Esos altos precios podrían reflejarse en graves déficits de balanza de pagos, dijo el experto. Y, de acuerdo con su visión, algunos países ya están en la lona.
Bolivia podría estar clasificada en la corta lista de naciones libres de estas penurias; pero las dificultades que enfrenta como consecuencia de la caída de la producción de gas, la acercan a las que no tienen hidrocarburos.
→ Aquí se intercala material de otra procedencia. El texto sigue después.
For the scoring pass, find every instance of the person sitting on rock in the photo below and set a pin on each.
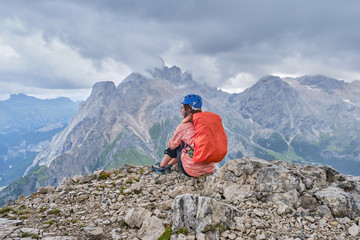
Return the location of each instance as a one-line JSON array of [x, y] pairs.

Las subvenciones a algunos derivados del petróleo se están volviendo insostenibles para el Estado, como se observa por el incremento de los recursos que se deben destinar a esas cuentas. Con el petróleo internacional por encima de los $us 140 y dentro del país en $us 27, la situación de Bolivia se hace precaria.
Para una Bolivia que exporta cada vez más hidrocarburos, los actuales precios del petróleo hubieran sido música de ángeles, pero, con la producción en descenso, estas noticias semejan más un temor de las consecuencias a corto o mediano plazo.
El Gobierno está buscando crear nuevos ingresos para el Tesoro, como se ha visto en el caso de la frustrada creación de una sobretasa para las utilidades mineras. Se sabe que hay preocupación sobre los recursos necesarios para pagar un bono.
Estos momentos tan tensos de la economía internacional debieran hacer meditar a las autoridades sobre la salud de la economía. Hay que tomar estas circunstancias como un momento en que es preferible no hacer transformaciones traumáticas, que lleguen a afectar al aparato productivo. En efecto, si además de importar diesel, como ocurre ahora, se tuviera que importar más alimentos de los que se importa, porque el aparato productivo hubiera sido afectado, Bolivia estaría en la lista de naciones con graves problemas en su economía, según el FMI.
En momentos como éste, en que el mundo está sacudido por una crisis económica y financiera, Bolivia necesita de administradores hábiles y previsores.